Memory constrained devices such as printers have been well addressed with various techniques such as banding and compression. SVG contains a number of filter and transparency effects which are moderately easy to do for screen resolutions. A printer page may contain hundreds of megabytes of image data per page, thus dealing with filtering and transparency provides an interesting challenge in such memory constrained printers. Our experience in dealing with high resolution compositing will be described, along with some results.

Other layout languages, such as XHTML are useful for applications such as printing. We will compare SVG with XHTML as a language of choice for printing applications. Similarly, XML based layout such as XSL-FO is a good choice for controlling the appearance of printed output. Both XHTML and XSL-FO are layout languages which manage the placement of objects within a given page area. SVG in its current form is a presentation language. This means that the layout algorithms are controlled prior to the SVG rendering and presentation. As such, SVG as a page description language may be used as the output render target under the control of a higher level layout control language. Thus, SVG as the final presentation form complements true layout languages to form a complete print rendering solution.

The existing SVG specification is a good basis for the development of a definitive page description language. Once the specific needs of printing are addressed with the appropriate extensions to support pagination and extended color support, SVG printing has the potential to become ubiquitous.

1. Introduction

Production of hard copy output has undergone continuous development resulting in the ever present print device. Production of presentation media, high-resolution output and so-forth is usually done using some form of page description language (PDL). The advantage of using a PDL is device independence and lower data transfer volume to the printer. Languages for printed output share a number of characteristics. These characteristics are by design, and are intended to streamline the printing process. A number of features in SVG show similar characteristics, however some features are unusual from a printing perspective.

The generation of paginated output is a feature of most PDLs, and SVG has yet to address the specific needs of the printer industry. Many standards for managing job control exist, and may be suitable as an adjunct to SVG to provide a suitable workflow solution.

Most PDLs are proprietary standards. They have been published, but by and large they are dominated by a single vendor. An attraction to using SVG for printing is that the standard is open and compatibility issues across implementations becomes an issue due to correct implementation of the standard rather than vendor bug emulation.

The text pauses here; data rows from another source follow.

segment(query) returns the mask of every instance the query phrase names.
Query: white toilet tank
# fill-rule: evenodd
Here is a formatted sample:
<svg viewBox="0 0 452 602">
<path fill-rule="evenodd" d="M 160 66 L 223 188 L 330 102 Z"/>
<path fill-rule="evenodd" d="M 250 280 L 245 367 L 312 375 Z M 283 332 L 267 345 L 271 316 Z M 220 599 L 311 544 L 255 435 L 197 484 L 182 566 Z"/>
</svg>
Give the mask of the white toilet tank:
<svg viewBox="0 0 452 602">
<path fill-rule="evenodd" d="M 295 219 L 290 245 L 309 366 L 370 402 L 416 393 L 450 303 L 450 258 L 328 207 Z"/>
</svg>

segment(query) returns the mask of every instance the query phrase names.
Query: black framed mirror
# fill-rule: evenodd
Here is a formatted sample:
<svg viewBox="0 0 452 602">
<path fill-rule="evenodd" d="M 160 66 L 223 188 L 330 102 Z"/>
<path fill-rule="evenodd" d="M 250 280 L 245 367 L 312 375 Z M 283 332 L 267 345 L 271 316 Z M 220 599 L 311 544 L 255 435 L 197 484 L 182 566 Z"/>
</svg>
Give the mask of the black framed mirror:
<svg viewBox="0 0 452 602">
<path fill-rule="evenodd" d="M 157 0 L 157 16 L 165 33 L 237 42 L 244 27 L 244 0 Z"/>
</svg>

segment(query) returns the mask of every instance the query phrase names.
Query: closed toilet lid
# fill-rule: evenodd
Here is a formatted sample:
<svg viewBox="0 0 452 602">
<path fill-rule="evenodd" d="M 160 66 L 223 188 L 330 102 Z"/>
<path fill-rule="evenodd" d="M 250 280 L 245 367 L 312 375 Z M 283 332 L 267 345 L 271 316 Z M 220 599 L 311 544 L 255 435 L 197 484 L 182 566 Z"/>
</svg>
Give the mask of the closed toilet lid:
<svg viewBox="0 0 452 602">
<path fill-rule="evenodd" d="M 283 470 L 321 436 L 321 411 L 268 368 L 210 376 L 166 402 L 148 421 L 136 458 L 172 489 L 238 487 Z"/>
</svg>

A number of features of SVG require consideration when used for a print device. Dealing with animation and scripting is quite obvious. However other features such as filters require serious consideration as they burden the implementor with memory consumption issues. Addressing the use of filters is an important part of SVG use as a PDL.

Many current PDLs contain so-called high-end colour features. These features are print world specific and do not currently exist in SVG. Some of these features have no relevance to a display device such as a CRT, but are required in order to match current PDL feature sets. The colour pipeline of modern PDLs supports a number of colour channel types in parallel. SVG can support some of them, and with a small amount of extension could be tailored to become a viable alternative to such PDLs.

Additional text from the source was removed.